He shook his head. "None that anyone has discerned. We
could ask the Gnomes to watch for it, to mark the intervals."
"Which will take time," she pointed out. "Time best spent
looking into it myself." She pursed her lips. "That is what you
came to ask me to do, isn't it? Take a look for myself?"
He nodded. "Yes, mistress. But I will go with you. Not alone
into that country--ever--would I go. But with you beside me, I
would brave the netherworld and its shades."
Be careful of what you boast of doing, Kermadec, she thought. Boasts
have a way of coming back to haunt you.
She thought of what she had committed herself to do in
the days ahead. Meetings with various Druids to rework studies
that members of the order would undertake. Those could wait.
Overseeing the repairs to the library that concealed the Druid
Histories--that one could not happen without her presence, but
could wait, as well. A delegation from the Federation was due to arrive
in three days; the Prime Minister of the Coalition was reputed
to lead it. But she could be back in time for that if she left at once.
She must go, she knew. She could not afford to leave the matter
unattended to. It was the sort of thing that could mushroom into
trouble on a much larger scale. Even by her appearance, she might
dissuade those involved from pursuing their conjuring. Once they
knew that she was aware of them, they might go to ground again.
It was the best she could hope for. Besides, it gave her an opportunity
to escape Paranor and its madness for a few days. In the
interval, perhaps a way to contend with the intrigues might occur
to her. Time and distance often triggered fresh insights; perhaps
that would happen here.
"Let me tell Tagwen," she said to Kermadec, "and we'll be off."
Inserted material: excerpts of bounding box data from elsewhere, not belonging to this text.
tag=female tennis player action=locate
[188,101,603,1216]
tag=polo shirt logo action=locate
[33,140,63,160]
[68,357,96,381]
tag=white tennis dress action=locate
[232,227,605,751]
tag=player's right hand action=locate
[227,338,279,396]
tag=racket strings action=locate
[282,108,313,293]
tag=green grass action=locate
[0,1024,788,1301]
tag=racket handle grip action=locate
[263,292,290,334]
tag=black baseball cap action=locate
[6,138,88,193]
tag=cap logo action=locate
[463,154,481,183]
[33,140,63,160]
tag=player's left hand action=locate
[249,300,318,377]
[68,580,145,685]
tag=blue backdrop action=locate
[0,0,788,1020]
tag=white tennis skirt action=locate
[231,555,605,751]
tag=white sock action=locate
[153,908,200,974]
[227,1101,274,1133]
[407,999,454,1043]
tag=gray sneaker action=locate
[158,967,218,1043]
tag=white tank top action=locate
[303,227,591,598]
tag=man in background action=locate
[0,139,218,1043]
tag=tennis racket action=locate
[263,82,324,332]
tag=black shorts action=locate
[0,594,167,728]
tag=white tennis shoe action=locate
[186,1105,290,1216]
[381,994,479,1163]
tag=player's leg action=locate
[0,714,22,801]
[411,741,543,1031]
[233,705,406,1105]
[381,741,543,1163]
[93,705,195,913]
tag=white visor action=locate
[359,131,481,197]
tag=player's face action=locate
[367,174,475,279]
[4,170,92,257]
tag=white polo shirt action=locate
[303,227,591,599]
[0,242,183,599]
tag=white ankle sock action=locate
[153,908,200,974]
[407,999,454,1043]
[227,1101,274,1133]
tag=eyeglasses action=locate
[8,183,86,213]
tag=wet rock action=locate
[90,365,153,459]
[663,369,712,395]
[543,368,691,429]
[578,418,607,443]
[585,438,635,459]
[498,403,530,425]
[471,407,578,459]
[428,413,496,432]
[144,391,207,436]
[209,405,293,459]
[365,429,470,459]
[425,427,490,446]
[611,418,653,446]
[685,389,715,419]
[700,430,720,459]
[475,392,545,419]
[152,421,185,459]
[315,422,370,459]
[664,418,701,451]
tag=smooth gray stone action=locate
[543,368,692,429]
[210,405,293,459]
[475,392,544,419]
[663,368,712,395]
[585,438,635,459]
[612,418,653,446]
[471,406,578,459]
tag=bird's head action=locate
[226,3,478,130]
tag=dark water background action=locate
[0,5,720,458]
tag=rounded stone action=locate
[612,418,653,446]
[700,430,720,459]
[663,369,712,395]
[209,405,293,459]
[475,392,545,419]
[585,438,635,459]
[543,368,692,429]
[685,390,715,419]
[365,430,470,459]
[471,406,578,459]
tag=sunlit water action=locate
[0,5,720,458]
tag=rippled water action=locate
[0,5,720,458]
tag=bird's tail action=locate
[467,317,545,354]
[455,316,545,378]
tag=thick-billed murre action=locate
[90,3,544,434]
They departed Paranor at midnight, flying north out of
the Druid forestlands with a full moon to light their way,
riding the edge of their expectations just ahead of their
doubts and fears. They chose to use Grianne's War Shrike, Chaser,
to make the journey, rather than a Druid airship, thinking that the
Shrike would draw less attention and be less cumbersome. An airship
required a crew, and a crew required explanations. Grianne
preferred to keep secret what she was investigating until she better
understood what it meant.
Tagwen accepted the news of her sudden and mysterious departure
stoically, but she read disapproval and concern in his eyes.
He was desperate for her to tell him something more, a hint of
what she was about so that if the need arose, he might be able to
help. But she thought it best he know only that she would be gone
for a few days and he must see to her affairs as best he could.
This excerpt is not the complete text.